Some folks sweat lots and get frizzy hair it the hot, humid months. They’re the ones who actually look forward to the sign of colder months. Most people however, don’t want summer to ever end. It’s fresh berries, thongs and frozen cocktail weather, what’s not to like?! One good thing that almost everyone looks forward to though, is the food that comes into abundance in colder climates. Think hot roast dinners, soups, homemade pies and hot chocolates. Yum.
For this month’s seasonal recipe I made the most of a few standout seasonal ingredients, namely almonds, pumpkin, kale and leeks and whipped up a healthy, warm autumn tart!
P.s. my first attempt (last photo above) wasn’t exactly a success. The base was crumbly and slightly burnt and the filling was waaaayyyyy too garlicky! I made some adjustments, paid better attention and the result was nothing short of delicious, definitely worth it.

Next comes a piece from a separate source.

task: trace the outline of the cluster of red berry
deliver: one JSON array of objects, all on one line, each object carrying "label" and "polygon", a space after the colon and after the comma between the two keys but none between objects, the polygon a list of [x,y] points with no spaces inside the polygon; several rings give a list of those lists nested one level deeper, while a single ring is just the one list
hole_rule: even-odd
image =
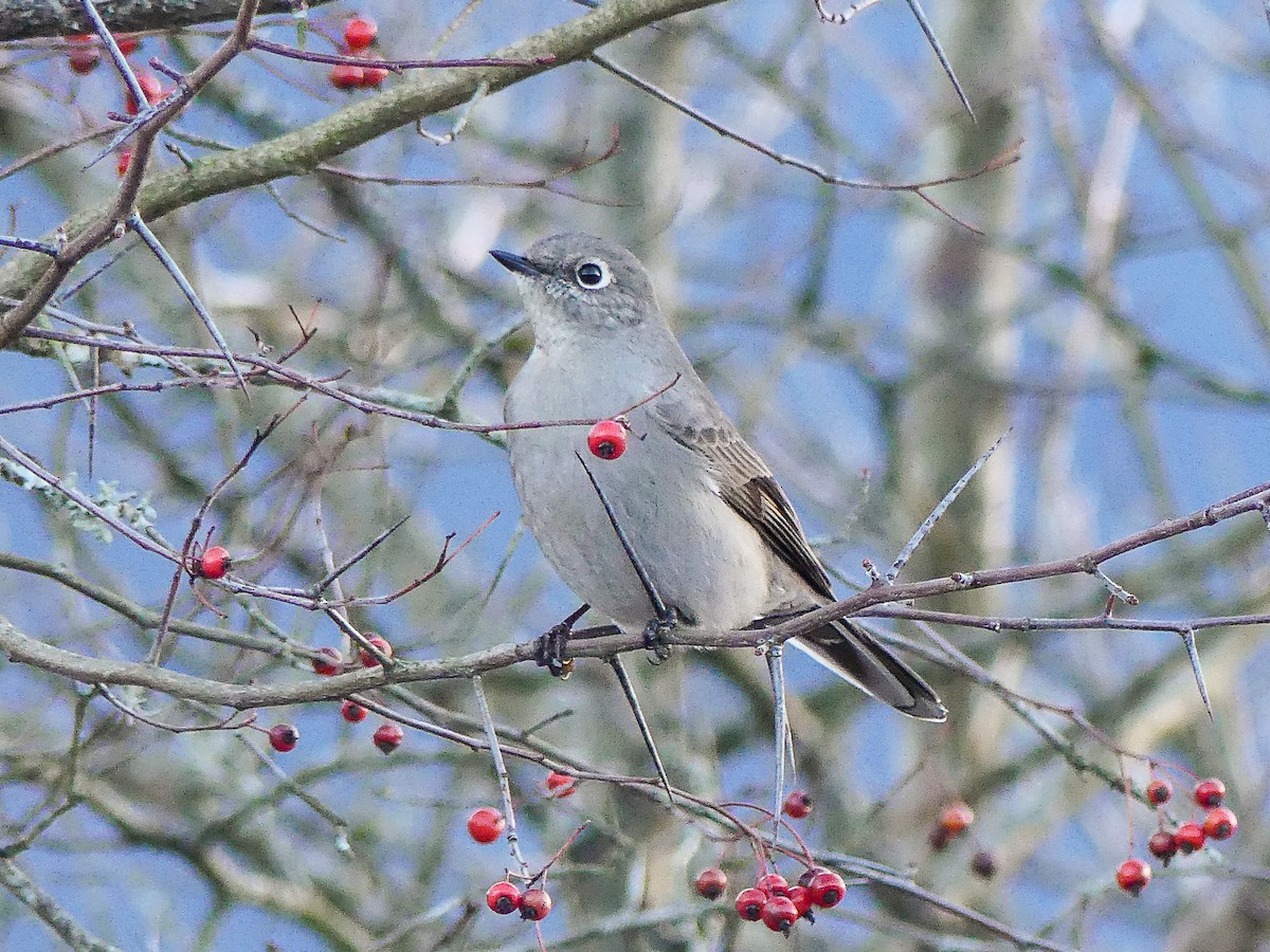
[{"label": "cluster of red berry", "polygon": [[[76,33],[74,37],[66,37],[66,42],[70,44],[66,51],[66,63],[71,67],[71,72],[86,76],[102,63],[102,46],[91,33]],[[141,41],[128,33],[114,37],[114,43],[124,56],[130,56],[141,46]]]},{"label": "cluster of red berry", "polygon": [[[702,869],[696,880],[697,892],[714,901],[728,891],[728,877],[719,867]],[[762,922],[772,932],[790,934],[799,919],[815,922],[813,910],[832,909],[842,901],[847,885],[832,869],[809,866],[798,885],[777,872],[765,872],[754,885],[737,894],[733,908],[747,923]]]},{"label": "cluster of red berry", "polygon": [[[392,645],[382,635],[376,635],[375,632],[366,633],[366,644],[375,647],[384,658],[392,658]],[[368,647],[358,647],[357,660],[361,663],[362,668],[377,668],[381,661]],[[344,655],[340,654],[338,649],[334,647],[320,647],[318,654],[312,658],[314,674],[320,674],[324,678],[330,678],[344,670]],[[343,703],[339,706],[339,715],[349,724],[361,724],[370,715],[364,707],[362,707],[356,701],[344,698]],[[385,754],[391,754],[399,746],[401,741],[405,740],[405,731],[401,730],[400,724],[394,721],[384,721],[378,727],[375,729],[375,735],[371,737],[381,751]]]},{"label": "cluster of red berry", "polygon": [[[940,852],[958,839],[974,823],[974,810],[969,803],[958,800],[949,803],[940,811],[940,819],[931,828],[927,842],[931,849]],[[991,880],[997,875],[997,857],[989,849],[977,849],[970,857],[970,872],[982,880]]]},{"label": "cluster of red berry", "polygon": [[[552,772],[551,777],[563,778],[566,783],[573,782],[572,777],[563,773]],[[552,786],[551,777],[547,778],[547,788],[559,788],[561,784],[558,782]],[[572,792],[573,788],[570,787],[568,793],[561,793],[559,796],[569,796]],[[472,815],[467,817],[467,834],[478,843],[493,843],[503,835],[505,829],[507,820],[503,817],[503,814],[491,806],[483,806],[472,811]],[[541,873],[535,878],[540,877]],[[499,880],[490,886],[489,890],[486,890],[485,905],[499,915],[519,913],[522,919],[536,923],[546,919],[551,914],[551,894],[538,886],[527,889],[522,892],[519,886],[509,878],[504,878]]]},{"label": "cluster of red berry", "polygon": [[[1181,824],[1176,830],[1166,830],[1163,815],[1160,817],[1160,829],[1147,840],[1147,849],[1151,854],[1163,862],[1181,853],[1190,856],[1196,849],[1201,849],[1206,840],[1223,840],[1234,835],[1238,820],[1234,812],[1222,806],[1226,798],[1226,784],[1215,777],[1200,781],[1191,792],[1195,802],[1208,814],[1203,823],[1194,820]],[[1173,797],[1173,787],[1168,781],[1153,779],[1147,786],[1147,800],[1157,809],[1162,807]],[[1151,882],[1151,866],[1137,857],[1129,857],[1115,871],[1116,885],[1125,892],[1137,896]]]},{"label": "cluster of red berry", "polygon": [[[351,56],[361,56],[378,36],[380,28],[367,17],[354,17],[344,24],[344,46]],[[366,89],[380,85],[389,76],[382,66],[335,63],[330,69],[330,85],[335,89]]]},{"label": "cluster of red berry", "polygon": [[[102,44],[100,41],[90,33],[79,33],[74,37],[67,37],[66,42],[70,48],[66,53],[66,62],[71,67],[71,72],[77,72],[79,75],[86,75],[95,70],[102,62]],[[131,56],[136,52],[137,47],[141,46],[141,41],[133,36],[126,33],[114,37],[116,44],[119,47],[119,52],[124,56]],[[168,95],[169,90],[163,88],[159,77],[152,72],[146,72],[145,70],[133,70],[133,75],[137,77],[137,85],[141,86],[141,93],[145,95],[146,102],[150,105],[160,102]],[[140,112],[136,96],[131,91],[127,93],[127,99],[124,102],[124,109],[127,109],[128,116],[136,116]],[[119,161],[116,164],[116,171],[122,176],[127,173],[128,166],[132,164],[132,150],[121,149]],[[212,578],[212,576],[207,576]]]}]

Check it out, it’s pretty delicious!
Rosemary, Leek, Pumpkin and Kale Tart with an Almond Crust Adapted from Petite Kitchen
Ingredients:
Tart base
2 1/2 cups of ground almonds (Use almond meal here for faster results or if you have a bunch of almonds already at home, whizz them up gooood in your food processor)
1/4 cup olive oil
¼ cup good-quality unsalted butter (can use all oil if you like, but I’m a BIG fan of butter and sneak it in whenever I can)
a pinch of salt
1 tbsp tap water
Tart filling
1 whole medium sized butternut pumpkin, cut in to chunks, and cooked (roasted or steamed)
Leaves from 2 sprigs of rosemary
½ a bunch of kale
2 cloves of garlic, each clove crushed and peeled
1 leek (white end only)
50g butter
a large and generous handful of grated parmesan
salt and pepper to taste
Cooking:
Preheat the Oven to 180°C In a large bowl, combine the ground almond, oil, butter, salt, and water. Mix the mixture until thoroughly combined. Press the dough evenly in to a greased tart pan using your clean fingers.

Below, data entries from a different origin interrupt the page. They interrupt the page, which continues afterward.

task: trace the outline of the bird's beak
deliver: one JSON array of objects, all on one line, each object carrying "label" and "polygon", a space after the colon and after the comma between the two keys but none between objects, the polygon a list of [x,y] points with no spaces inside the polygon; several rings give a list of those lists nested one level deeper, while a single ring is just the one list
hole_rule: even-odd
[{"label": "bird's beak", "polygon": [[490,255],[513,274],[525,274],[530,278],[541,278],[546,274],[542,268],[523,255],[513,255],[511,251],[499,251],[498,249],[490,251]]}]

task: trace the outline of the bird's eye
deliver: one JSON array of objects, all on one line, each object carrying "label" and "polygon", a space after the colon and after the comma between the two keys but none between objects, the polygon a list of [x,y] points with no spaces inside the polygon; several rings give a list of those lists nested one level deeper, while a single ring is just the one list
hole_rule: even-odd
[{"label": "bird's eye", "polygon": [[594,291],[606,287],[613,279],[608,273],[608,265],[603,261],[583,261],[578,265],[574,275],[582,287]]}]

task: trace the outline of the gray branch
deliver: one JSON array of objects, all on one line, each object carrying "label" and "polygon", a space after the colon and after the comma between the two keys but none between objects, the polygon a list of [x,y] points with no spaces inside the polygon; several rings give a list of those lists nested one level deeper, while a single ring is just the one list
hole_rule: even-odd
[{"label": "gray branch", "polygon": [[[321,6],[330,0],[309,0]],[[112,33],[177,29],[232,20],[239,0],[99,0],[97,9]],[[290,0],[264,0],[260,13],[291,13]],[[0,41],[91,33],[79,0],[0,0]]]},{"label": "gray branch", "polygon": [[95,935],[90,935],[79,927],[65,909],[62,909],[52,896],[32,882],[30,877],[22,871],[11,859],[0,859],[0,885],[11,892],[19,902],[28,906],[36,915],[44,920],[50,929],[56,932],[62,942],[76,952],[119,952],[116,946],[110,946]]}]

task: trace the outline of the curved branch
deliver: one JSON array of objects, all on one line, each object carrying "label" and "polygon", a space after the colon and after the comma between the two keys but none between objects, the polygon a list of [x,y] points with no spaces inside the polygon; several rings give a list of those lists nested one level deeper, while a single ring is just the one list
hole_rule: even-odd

Bake for 15-20 minutes, until slightly browned (be careful not to over cook the crust, you don’t want to burn it. Remove from the oven and leave to cool.
While the tart is cooling, prepare the filling. Sautee your leeks until slightly softened. In a food processor, add the pumpkin, garlic, rosemary, kale, softened leeks, butter and a pinch of salt and pepper. Whizz until pureed, check the seasonings and adjust if need be.

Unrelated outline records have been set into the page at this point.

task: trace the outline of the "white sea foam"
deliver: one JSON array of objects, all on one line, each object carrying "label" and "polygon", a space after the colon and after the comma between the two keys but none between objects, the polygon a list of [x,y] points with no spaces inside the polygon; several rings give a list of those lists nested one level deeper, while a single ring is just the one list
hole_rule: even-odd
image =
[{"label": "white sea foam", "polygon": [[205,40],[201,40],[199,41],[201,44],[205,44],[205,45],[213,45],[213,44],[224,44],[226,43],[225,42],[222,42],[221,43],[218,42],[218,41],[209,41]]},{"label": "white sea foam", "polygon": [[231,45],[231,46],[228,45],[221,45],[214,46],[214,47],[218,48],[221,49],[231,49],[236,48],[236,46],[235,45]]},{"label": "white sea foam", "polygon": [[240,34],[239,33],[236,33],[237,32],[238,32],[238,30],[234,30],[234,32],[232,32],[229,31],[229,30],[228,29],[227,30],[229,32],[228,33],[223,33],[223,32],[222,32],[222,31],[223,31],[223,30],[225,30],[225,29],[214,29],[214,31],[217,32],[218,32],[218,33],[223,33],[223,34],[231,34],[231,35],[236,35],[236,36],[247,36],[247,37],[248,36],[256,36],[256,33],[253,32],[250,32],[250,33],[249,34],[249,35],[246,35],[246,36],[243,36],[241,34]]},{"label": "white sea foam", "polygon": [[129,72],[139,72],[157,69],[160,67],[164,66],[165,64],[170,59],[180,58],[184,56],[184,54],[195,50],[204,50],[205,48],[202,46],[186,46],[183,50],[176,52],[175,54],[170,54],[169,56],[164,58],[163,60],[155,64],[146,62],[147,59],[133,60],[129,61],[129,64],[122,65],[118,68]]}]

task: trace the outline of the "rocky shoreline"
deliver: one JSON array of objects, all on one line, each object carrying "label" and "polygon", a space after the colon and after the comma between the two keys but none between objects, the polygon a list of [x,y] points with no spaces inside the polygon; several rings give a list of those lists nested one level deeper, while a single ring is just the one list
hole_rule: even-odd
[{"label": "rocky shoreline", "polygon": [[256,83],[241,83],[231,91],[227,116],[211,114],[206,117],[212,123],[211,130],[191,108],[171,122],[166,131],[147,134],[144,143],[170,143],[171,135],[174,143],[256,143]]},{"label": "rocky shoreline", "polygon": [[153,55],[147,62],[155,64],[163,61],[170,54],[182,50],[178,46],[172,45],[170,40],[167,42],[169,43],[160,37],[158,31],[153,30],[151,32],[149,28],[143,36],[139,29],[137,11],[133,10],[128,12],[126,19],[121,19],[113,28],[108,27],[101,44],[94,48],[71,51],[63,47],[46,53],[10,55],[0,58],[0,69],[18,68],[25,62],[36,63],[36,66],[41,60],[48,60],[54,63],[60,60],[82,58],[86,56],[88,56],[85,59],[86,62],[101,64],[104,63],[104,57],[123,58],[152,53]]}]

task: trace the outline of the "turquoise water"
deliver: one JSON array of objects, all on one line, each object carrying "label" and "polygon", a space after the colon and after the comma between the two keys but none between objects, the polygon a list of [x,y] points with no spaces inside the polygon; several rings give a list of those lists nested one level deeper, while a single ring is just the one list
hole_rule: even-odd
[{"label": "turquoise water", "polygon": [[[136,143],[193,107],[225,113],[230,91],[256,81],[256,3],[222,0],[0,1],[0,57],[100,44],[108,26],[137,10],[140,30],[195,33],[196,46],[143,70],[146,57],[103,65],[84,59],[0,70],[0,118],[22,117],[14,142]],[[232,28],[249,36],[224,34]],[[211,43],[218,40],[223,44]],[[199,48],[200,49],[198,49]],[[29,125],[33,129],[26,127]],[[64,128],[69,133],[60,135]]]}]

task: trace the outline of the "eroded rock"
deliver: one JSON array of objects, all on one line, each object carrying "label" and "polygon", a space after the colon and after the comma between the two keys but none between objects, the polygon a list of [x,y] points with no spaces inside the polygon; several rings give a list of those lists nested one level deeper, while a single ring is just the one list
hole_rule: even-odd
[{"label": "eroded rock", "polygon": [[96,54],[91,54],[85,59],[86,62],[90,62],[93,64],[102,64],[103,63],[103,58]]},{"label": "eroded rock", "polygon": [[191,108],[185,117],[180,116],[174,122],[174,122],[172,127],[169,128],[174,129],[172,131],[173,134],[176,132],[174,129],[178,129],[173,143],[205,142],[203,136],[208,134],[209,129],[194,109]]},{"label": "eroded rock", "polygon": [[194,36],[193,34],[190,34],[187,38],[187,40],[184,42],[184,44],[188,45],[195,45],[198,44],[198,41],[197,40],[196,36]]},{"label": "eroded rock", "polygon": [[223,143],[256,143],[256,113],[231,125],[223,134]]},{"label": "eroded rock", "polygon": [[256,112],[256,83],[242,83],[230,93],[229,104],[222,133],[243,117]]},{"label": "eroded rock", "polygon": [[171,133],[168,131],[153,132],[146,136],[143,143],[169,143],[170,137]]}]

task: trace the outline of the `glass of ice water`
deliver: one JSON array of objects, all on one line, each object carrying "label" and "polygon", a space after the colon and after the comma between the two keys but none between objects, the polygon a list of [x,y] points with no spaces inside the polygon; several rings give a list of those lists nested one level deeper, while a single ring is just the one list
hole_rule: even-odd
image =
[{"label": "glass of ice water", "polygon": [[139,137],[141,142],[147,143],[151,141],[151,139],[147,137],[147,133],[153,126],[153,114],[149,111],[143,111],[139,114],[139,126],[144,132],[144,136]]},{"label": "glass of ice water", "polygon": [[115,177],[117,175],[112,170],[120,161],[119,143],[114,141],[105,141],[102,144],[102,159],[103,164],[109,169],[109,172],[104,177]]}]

Spoon the filling in to the pastry tart, and smooth out evenly. Sprinkle with the grated parmesan. Put back in to the oven and bake for a further 20 minutes or until cheese browns on the top.
Remove from the oven and leave to cool slightly, before removing from the pan.
Happy tarting!
Speak soon
Xx
Sampling What’s in Season – February
“Eating and cooking with seasonal ingredients is good for you” – we’ve all heard it before. Know why? Different fruit and veggies thrive in certain months or seasons throughout the year. And when fruit and veggies are thriving it means two things: they are in abundance and they have a higher nutritional value. We then have the opportunity to create and consume fresher, tastier meals while saving precious dollars. Thank you mother nature.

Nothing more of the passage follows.